I idle in #slicehost, an IRC channel for my VPS provider, and see people come in all day long complaining about how slow their app is running on Slicehost compared to shared hosting. Nearly every single time the user installed Ubuntu (not that there is anything wrong with that; it’s what I use) and are using apache + mysql. Most of the time they are running a 256MB slice but on occasion you’ll see someone come in with a 256MB slice and upgrade to a 2048MB slice because they think it will help. It won’t; they are wasting money. They need to learn that there is more to setting up a VPS than:
sudo aptitude install apache2
Most of the time it isn’t that they have terrible database indexing. It isn’t even that they aren’t caching anything. The problem is that they keep the Ubuntu apache default settings which spawns over 100 server processes. Each one takes up at least 15MB and brings the server down to it’s knees. As soon as your server starts swapping it’s performance is going to take a nose dive. So let’s reduce the number of processes apache spawns:
sudoedit /etc/apache2/apache2.conf
And search for this section and make these changes (assuming you are using the default prefork module):
<IfModule mpm_prefork_module> StartServers 2 MinSpareServers 2 MaxSpareServers 4 MaxClients 4 MaxRequestsPerChild 250 </IfModule>
That is a good place to start; everyone will have to tweak these as necessary but for a 256MB slice it should work well. It tells apache to start with 2 processes, allow between 2 and 4 processes to idle, run a maximum of 4 processes, and to restart a process after it serves 250 requests (which is like a get out of jail free card if you are leaking memory). Note that this does not mean that you can only handle 4 users at a time. It means you can handle 4 requests at a time and any other requests are queued up. Watch your memory usage (using top or free) and tweak these numbers as necessary.

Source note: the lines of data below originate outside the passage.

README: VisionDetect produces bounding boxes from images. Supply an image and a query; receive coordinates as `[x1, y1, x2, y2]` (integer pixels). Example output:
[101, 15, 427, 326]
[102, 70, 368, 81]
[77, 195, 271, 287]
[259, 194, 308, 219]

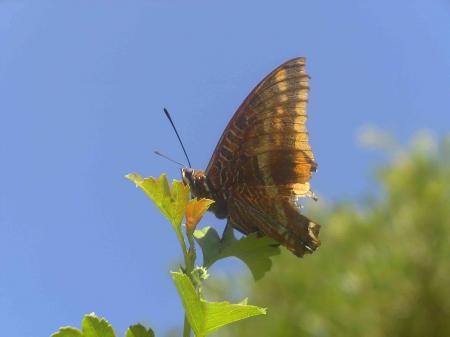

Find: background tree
[211, 135, 450, 337]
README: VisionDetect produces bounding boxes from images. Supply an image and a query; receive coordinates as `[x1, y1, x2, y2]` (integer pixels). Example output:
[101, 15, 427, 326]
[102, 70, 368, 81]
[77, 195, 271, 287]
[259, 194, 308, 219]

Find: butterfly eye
[181, 167, 194, 186]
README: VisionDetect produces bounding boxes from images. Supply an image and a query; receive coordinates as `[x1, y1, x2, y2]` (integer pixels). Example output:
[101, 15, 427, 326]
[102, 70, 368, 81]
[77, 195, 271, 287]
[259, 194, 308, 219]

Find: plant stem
[183, 315, 191, 337]
[176, 226, 196, 337]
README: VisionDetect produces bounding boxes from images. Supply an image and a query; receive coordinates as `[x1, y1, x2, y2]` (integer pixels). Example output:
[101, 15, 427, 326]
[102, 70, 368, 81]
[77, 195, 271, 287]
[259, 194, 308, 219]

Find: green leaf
[125, 173, 189, 231]
[125, 324, 155, 337]
[81, 313, 116, 337]
[194, 225, 280, 280]
[172, 272, 266, 337]
[51, 326, 83, 337]
[51, 313, 117, 337]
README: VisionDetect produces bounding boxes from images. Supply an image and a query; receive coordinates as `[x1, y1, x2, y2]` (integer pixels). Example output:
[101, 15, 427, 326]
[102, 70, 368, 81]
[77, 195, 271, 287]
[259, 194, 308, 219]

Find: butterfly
[181, 57, 320, 257]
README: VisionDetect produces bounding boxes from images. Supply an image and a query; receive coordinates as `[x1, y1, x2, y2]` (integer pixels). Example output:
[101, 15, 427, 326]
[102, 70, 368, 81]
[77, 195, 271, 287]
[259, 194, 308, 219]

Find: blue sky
[0, 0, 450, 337]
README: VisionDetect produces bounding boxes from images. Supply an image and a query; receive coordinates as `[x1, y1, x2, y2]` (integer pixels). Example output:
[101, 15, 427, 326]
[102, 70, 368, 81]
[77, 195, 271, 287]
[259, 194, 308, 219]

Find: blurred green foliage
[211, 135, 450, 337]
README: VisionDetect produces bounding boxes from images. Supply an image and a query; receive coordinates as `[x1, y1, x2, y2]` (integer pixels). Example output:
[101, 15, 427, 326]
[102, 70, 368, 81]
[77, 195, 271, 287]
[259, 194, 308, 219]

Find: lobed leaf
[194, 225, 280, 280]
[125, 324, 155, 337]
[81, 313, 116, 337]
[186, 199, 214, 233]
[51, 326, 83, 337]
[172, 272, 266, 337]
[125, 173, 189, 231]
[51, 313, 118, 337]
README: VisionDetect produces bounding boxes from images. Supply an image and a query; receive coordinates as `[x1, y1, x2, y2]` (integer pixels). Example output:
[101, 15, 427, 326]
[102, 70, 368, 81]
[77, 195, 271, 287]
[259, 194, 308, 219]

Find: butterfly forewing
[200, 58, 320, 256]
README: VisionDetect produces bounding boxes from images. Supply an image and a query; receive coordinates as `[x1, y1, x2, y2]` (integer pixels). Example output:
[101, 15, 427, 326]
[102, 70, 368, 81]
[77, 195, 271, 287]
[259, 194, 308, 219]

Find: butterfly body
[182, 58, 320, 256]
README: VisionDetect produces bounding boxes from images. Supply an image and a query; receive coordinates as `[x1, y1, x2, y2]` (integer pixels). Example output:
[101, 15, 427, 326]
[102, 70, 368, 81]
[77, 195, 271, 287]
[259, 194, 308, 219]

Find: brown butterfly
[182, 58, 320, 256]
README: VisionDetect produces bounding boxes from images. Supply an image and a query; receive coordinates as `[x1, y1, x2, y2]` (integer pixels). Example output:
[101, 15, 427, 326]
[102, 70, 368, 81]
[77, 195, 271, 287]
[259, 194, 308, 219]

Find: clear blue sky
[0, 0, 450, 337]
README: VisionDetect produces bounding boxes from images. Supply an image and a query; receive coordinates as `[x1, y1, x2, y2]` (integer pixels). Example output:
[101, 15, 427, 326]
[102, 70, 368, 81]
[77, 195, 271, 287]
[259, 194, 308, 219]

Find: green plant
[52, 173, 280, 337]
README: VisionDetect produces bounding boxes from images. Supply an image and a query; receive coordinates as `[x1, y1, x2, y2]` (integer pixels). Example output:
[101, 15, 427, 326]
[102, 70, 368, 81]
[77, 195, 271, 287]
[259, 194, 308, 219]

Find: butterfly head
[181, 167, 209, 198]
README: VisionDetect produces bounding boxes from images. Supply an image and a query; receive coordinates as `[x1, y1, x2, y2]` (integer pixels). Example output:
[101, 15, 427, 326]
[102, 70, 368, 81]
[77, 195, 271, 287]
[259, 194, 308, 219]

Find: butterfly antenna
[153, 151, 186, 166]
[164, 108, 192, 168]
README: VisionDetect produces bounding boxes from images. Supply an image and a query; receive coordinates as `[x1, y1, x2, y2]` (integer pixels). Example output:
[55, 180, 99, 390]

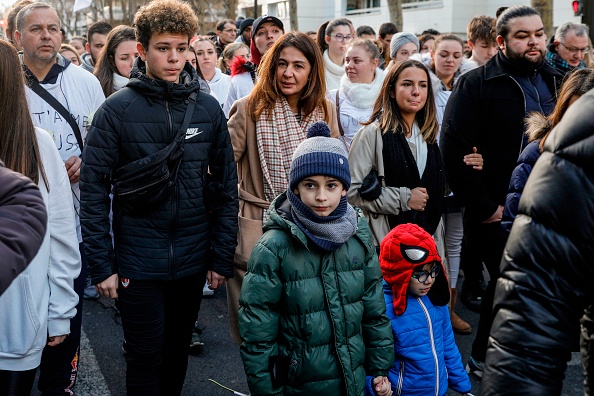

There are other easy fixes that I won’t get into:
- Use a separate media server (S3 maybe) and turn
KeepAliveoff for your dynamic server. - Use memcached to cache anything and everything.
- Reorganize your database. In mysql try to avoid using blobs if possible. If you need them then move them off to their own table because mysql cannot cache columns with variable length. This was RSSmeme’s problem; a database reorganization that took 5 minutes resulted in complex queries taking .01 sec instead of 5 sec.
- Fine tune your database. Depending on your app you might consider modifying
query_cache_size,sort_buffer_size,key_buffer,tmp_table_size, andtable_cache. Removing innodb support (if you don’t need it) will save you an easy 10MB.
And please take everything you read on the internet about fine tuning your VPS with a grain of salt; including this. I do not consider myself an expert at this; I’m far from it. I could be very wrong and this could be terrible for your needs. The point is that you need to put just a little bit of effort into setting up VPS. Good luck!